La baisse des coûts pourrait venir de nouvelles capacités de production de murs à ossature bois et béton de chanvre préfabriqués. C’est ce que montre l’exemple de Wall’Up, une usine qui a vu le jour en 2021 à Aulnoy (Seine-et-Marne), avec pour objectif de produire 50 000 m2 de murs par an, tout en garantissant des conditions de remplissage et d’hygrométrie, ainsi que des délais de livraison conformes aux standards de la qualité industrielle. La filière chanvre est aussi un terrain d’innovation, à l’exemple de Biosys, un procédé constructif sous Avis technique qui a été mis au point par le groupe Vicat, et mis en œuvre notamment dans la construction de la déchetterie d’Évron (Mayenne), par l’entreprise Huault Maçonnerie, qui emploie 33 salariés à Mayenne (Mayenne). « Il s’agit d’un procédé à base de blocs de béton de chanvre à emboîtement, que l’on vient empiler à sec par rangs successifs en partant d’une semelle en béton classique maçonnée sur la dalle, explique son dirigeant Landelin Huault. Ces blocs de béton de chanvre ont une résistance thermique élevée, de 4,20 m².K/W pour 30 cm d’épaisseur, mais ils ne sont pas porteurs. La stabilité du mur est assurée par un poteau raidisseur tous les 1,80 m, un élément creux avec un évidemment de 15 × 15 cm qui est rempli avec des armatures et du béton, sans oublier les blocs de chaînage pour pouvoir réaliser les linteaux et les ouvertures. » Ce procédé permet au maître d’ouvrage de revendiquer une construction biosourcée, avec un bilan carbone avantageux, de garantir une bonne sensation de confort à l’intérieur du bâtiment et de réduire sa facture énergétique. De son côté, le maçon met en avant un matériau agréable à mettre en œuvre, mais porteur de contraintes supplémentaires, comme le fait de travailler par temps sec car il craint l’eau. En l’absence de doublage isolant, il est aussi nécessaire de réaliser des rainures dans les blocs, pour pouvoir y passer les réseaux, et d’obtenir un calepinage précis des ouvertures de la part de l’architecte, afin qu’elles coïncident avec la hauteur des blocs.

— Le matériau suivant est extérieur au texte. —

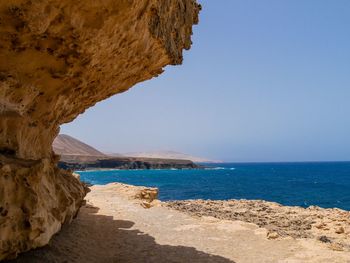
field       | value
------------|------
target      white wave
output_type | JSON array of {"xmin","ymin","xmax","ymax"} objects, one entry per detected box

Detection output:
[{"xmin": 204, "ymin": 167, "xmax": 228, "ymax": 170}]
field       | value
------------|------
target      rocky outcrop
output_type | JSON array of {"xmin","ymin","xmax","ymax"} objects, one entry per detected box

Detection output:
[
  {"xmin": 0, "ymin": 156, "xmax": 88, "ymax": 259},
  {"xmin": 58, "ymin": 156, "xmax": 200, "ymax": 170},
  {"xmin": 103, "ymin": 183, "xmax": 160, "ymax": 208},
  {"xmin": 166, "ymin": 200, "xmax": 350, "ymax": 251},
  {"xmin": 0, "ymin": 0, "xmax": 200, "ymax": 260},
  {"xmin": 53, "ymin": 135, "xmax": 201, "ymax": 170}
]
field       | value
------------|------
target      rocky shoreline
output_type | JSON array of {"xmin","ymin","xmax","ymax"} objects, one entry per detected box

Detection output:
[
  {"xmin": 10, "ymin": 183, "xmax": 350, "ymax": 263},
  {"xmin": 166, "ymin": 199, "xmax": 350, "ymax": 252},
  {"xmin": 58, "ymin": 155, "xmax": 201, "ymax": 170}
]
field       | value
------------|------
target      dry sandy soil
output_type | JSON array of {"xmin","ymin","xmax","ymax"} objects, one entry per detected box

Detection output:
[{"xmin": 9, "ymin": 183, "xmax": 350, "ymax": 263}]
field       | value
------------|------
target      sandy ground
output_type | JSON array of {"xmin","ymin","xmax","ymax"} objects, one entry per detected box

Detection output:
[{"xmin": 10, "ymin": 183, "xmax": 350, "ymax": 263}]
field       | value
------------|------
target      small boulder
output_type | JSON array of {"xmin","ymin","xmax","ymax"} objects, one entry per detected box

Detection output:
[
  {"xmin": 141, "ymin": 201, "xmax": 152, "ymax": 209},
  {"xmin": 329, "ymin": 243, "xmax": 344, "ymax": 251},
  {"xmin": 335, "ymin": 227, "xmax": 345, "ymax": 234},
  {"xmin": 318, "ymin": 236, "xmax": 332, "ymax": 243},
  {"xmin": 136, "ymin": 188, "xmax": 159, "ymax": 202},
  {"xmin": 314, "ymin": 222, "xmax": 326, "ymax": 229},
  {"xmin": 267, "ymin": 231, "xmax": 279, "ymax": 239}
]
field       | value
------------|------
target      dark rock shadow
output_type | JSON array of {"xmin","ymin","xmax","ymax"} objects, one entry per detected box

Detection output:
[{"xmin": 8, "ymin": 205, "xmax": 235, "ymax": 263}]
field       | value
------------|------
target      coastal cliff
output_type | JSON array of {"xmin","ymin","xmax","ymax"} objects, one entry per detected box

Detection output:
[
  {"xmin": 58, "ymin": 156, "xmax": 200, "ymax": 170},
  {"xmin": 53, "ymin": 134, "xmax": 201, "ymax": 170},
  {"xmin": 0, "ymin": 0, "xmax": 200, "ymax": 260}
]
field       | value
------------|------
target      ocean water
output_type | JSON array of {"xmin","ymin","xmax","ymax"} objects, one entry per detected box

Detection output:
[{"xmin": 77, "ymin": 162, "xmax": 350, "ymax": 211}]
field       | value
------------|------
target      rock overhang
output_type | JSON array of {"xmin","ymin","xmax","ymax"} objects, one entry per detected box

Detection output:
[
  {"xmin": 0, "ymin": 0, "xmax": 200, "ymax": 160},
  {"xmin": 0, "ymin": 0, "xmax": 200, "ymax": 260}
]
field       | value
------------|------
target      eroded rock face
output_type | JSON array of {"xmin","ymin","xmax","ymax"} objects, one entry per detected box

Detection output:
[
  {"xmin": 0, "ymin": 0, "xmax": 199, "ymax": 260},
  {"xmin": 0, "ymin": 156, "xmax": 88, "ymax": 259}
]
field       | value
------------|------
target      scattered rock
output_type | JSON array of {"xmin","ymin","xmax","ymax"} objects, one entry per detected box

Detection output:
[
  {"xmin": 141, "ymin": 201, "xmax": 152, "ymax": 209},
  {"xmin": 314, "ymin": 222, "xmax": 326, "ymax": 229},
  {"xmin": 138, "ymin": 188, "xmax": 159, "ymax": 209},
  {"xmin": 329, "ymin": 243, "xmax": 344, "ymax": 251},
  {"xmin": 166, "ymin": 199, "xmax": 350, "ymax": 252},
  {"xmin": 102, "ymin": 183, "xmax": 160, "ymax": 209},
  {"xmin": 267, "ymin": 231, "xmax": 279, "ymax": 239},
  {"xmin": 335, "ymin": 227, "xmax": 345, "ymax": 234},
  {"xmin": 318, "ymin": 236, "xmax": 332, "ymax": 243},
  {"xmin": 135, "ymin": 188, "xmax": 159, "ymax": 203}
]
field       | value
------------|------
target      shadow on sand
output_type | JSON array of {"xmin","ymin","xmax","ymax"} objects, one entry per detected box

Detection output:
[{"xmin": 9, "ymin": 205, "xmax": 235, "ymax": 263}]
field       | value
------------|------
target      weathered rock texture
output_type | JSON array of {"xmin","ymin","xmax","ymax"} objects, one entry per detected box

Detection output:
[
  {"xmin": 101, "ymin": 183, "xmax": 160, "ymax": 209},
  {"xmin": 0, "ymin": 157, "xmax": 88, "ymax": 260},
  {"xmin": 167, "ymin": 200, "xmax": 350, "ymax": 251},
  {"xmin": 0, "ymin": 0, "xmax": 200, "ymax": 260}
]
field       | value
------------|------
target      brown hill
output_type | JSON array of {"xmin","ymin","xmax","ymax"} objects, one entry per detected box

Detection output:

Publiées une première fois en 2012, les Règles professionnelles de Construire en chanvre sont actuellement en révision, avec pour objectif d’étendre leur domaine d’application, aujourd’hui limité aux bâtiments R+2 et aux ERP de 5e catégorie, et d’ouvrir à ce matériau de nouveaux horizons. Quoi qu’il en soit, le chanvre reste une réponse pertinente pour anticiper les nouveaux seuils carbone instaurés par l’application progressive de la RE 2020.

 

Le défi est de parvenir dans les prochains mois et années à réduire le coût de construction pour arriver à un prix de marché. 

Christophe Possémé, président du Bâtiment Associé, à Muizon (Marne).
© DR

Landelin Huault, dirigeant de Huault Maçonnerie, à Mayenne (Mayenne).

Guide Mixité : l’intérêt du mode constructif bois-chanvre par l’exemple

L’Union des métiers du bois (UMB-FFB) et l’interprofession Interchanvre se sont associées, avec le soutien du Codifab et de la DHUP(1), pour réaliser un guide intitulé Mixité, qui met en évidence les atouts de l’enveloppe en structure bois avec isolants biosourcés, notamment le chanvre. Destiné aux maîtres d’œuvre et aux maîtres d’ouvrage, ce guide leur présente une dizaine de bâtiments de natures différentes réalisés avec ce mode constructif – maison individuelle, bâtiment public, ERP, etc. Chaque présentation est complétée par un témoignage du maître d’ouvrage, de l’architecte et de l’utilisateur du bâtiment, qui lèvent un certain nombre de freins techniques et réglementaires, et mettent en évidence les points forts de la construction bois-chanvre sur le plan du confort et de la qualité environnementale. Le guide comporte aussi une « boîte à outils » qui décrit notamment les matériaux et produits à base de chanvre disponibles pour la réalisation de ce type de projets.

 

(1) Direction de l’habitat, de l’urbanisme et des paysages.